If I recall well, ATI does it at rasterization stage, Nvidia clips triangles.
I am not sure, but I think the Nvidia way is the one expected by the spec, can anybody clarify this ?

GL specifies clipping of triangles to the clip volume (which includes the frustum planes as well as user clip planes). It’s described to happen in homogeneous clip coordinates - the space after the PROJECTION matrix, before the projective divide and the viewport/depthrange scale and bias.

Almost no implementation does clipping exactly as described. Because clipping can be expensive and complex in the worst-case scenarios, folks go to some lengths to avoid it. :slight_smile:

Guard band clipping is a common way to avoid most of the hard clipping cases, and fully clipless rasterizers are also possible.

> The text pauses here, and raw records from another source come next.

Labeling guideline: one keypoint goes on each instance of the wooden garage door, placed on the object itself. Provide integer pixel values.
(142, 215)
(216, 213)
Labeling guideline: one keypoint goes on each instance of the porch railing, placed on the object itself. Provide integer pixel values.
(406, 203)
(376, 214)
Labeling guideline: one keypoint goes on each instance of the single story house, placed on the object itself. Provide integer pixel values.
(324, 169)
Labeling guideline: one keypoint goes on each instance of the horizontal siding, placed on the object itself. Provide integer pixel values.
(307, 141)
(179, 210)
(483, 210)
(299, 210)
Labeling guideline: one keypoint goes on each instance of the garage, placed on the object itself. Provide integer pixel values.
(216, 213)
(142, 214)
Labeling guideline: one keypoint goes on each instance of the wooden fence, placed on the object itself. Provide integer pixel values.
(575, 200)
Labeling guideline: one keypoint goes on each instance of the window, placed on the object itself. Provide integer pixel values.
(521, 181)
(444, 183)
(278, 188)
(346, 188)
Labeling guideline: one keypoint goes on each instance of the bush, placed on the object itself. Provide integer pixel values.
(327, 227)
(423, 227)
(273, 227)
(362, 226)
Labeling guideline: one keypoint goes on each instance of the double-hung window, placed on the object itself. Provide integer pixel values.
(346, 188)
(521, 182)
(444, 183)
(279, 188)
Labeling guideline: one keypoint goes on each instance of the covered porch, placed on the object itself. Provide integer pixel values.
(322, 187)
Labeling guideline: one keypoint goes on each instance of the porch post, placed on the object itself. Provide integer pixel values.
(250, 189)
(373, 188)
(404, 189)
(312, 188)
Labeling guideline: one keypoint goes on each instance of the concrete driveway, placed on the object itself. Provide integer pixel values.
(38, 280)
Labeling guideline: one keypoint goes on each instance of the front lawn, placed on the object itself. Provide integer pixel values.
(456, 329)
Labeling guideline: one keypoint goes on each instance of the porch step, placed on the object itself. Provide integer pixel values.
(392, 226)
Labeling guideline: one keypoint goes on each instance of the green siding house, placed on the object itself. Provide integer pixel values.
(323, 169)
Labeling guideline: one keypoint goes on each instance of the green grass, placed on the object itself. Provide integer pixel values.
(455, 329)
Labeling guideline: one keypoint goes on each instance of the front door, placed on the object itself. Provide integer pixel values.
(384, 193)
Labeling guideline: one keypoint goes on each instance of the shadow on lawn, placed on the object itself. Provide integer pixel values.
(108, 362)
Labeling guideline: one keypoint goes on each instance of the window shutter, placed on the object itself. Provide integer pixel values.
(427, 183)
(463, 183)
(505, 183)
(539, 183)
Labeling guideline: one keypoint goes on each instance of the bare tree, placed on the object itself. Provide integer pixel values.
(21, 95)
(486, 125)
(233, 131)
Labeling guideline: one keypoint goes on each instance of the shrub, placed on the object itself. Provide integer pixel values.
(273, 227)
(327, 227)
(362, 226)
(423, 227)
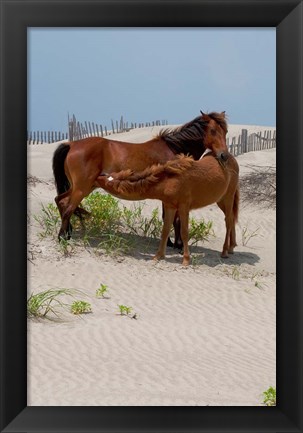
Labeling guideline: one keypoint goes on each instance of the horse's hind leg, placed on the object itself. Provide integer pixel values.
(177, 229)
(184, 219)
(228, 247)
(67, 204)
(169, 215)
(62, 201)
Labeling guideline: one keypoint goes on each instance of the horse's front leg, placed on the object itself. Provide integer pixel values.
(177, 227)
(169, 215)
(184, 219)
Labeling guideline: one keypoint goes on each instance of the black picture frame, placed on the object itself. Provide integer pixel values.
(16, 17)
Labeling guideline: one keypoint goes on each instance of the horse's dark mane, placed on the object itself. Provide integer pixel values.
(188, 138)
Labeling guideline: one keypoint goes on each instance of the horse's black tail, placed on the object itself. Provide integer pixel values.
(61, 181)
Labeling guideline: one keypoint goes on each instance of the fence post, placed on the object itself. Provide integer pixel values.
(244, 140)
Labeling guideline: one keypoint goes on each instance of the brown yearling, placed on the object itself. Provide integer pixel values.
(77, 164)
(183, 184)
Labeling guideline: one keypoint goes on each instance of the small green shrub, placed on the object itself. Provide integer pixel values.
(49, 220)
(247, 235)
(135, 222)
(101, 291)
(41, 304)
(124, 310)
(270, 397)
(105, 214)
(199, 230)
(81, 307)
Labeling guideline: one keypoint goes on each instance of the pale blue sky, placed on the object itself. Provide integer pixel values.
(147, 74)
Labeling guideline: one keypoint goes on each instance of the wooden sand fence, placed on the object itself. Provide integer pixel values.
(77, 130)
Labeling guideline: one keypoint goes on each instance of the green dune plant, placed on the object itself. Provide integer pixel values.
(48, 302)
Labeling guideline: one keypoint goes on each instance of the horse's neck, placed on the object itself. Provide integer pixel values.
(205, 153)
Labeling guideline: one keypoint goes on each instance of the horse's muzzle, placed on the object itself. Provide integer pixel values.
(222, 156)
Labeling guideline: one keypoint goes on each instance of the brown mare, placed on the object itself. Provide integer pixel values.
(77, 164)
(183, 184)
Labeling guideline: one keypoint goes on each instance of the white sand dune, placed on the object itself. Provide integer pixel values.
(204, 335)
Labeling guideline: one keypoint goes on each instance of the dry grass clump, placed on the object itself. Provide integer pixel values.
(259, 186)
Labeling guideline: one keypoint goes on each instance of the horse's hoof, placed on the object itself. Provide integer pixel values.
(157, 257)
(64, 237)
(169, 243)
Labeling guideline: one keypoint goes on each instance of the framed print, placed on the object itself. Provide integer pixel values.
(17, 17)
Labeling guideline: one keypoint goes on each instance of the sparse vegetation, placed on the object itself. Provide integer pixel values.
(101, 291)
(259, 186)
(40, 305)
(269, 397)
(81, 307)
(110, 228)
(126, 311)
(199, 230)
(247, 235)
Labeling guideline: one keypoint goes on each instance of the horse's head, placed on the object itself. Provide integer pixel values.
(215, 131)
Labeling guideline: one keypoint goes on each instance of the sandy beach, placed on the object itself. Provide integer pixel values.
(203, 335)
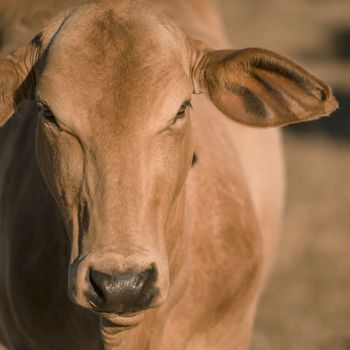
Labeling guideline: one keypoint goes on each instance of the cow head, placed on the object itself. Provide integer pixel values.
(113, 86)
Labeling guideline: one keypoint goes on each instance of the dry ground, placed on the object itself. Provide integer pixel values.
(307, 303)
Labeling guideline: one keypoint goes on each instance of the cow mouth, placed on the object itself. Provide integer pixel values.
(122, 321)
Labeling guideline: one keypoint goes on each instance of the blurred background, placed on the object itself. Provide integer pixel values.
(306, 305)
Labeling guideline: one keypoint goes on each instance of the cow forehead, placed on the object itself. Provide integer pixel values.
(110, 56)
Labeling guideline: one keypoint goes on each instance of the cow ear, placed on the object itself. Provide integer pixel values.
(17, 81)
(260, 88)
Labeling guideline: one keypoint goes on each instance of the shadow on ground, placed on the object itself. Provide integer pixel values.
(337, 126)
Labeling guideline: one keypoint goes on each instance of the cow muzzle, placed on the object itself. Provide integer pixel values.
(112, 286)
(122, 292)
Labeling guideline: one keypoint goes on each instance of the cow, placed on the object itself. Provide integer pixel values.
(141, 178)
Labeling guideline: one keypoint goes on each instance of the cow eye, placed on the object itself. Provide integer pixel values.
(48, 115)
(183, 109)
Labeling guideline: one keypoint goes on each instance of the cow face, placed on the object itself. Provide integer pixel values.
(113, 87)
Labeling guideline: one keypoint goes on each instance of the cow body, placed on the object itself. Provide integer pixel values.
(224, 229)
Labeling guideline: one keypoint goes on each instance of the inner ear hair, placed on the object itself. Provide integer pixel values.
(260, 88)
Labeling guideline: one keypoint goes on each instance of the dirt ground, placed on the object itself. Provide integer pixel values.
(307, 303)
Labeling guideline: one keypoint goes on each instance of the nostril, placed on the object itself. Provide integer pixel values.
(94, 281)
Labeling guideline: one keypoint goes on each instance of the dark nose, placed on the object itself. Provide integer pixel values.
(122, 293)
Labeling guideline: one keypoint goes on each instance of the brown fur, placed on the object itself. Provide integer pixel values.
(118, 164)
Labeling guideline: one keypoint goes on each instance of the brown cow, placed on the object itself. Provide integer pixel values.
(159, 249)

NVIDIA hardware typically implements user clip in the raster/fragment part of the pipe, though the exact details vary from one architecture to the next.

Great to know, thanks for the info! Is there any recommended way to get around this? I’d really like to avoid using a depth bias if possible. Since what I’m clipping by amounts to a convex hull, would it be best for me to simply use the stencil buffer?

Kevin B

If you want a clipped triangle to be invariant with an unclipped triangle, you really need to kill the fragments in your fragment shader.

You can do this by computing the clip distances in your vertex program and passing them down as texture coordinates. You just kill the fragment if the distance is less than zero.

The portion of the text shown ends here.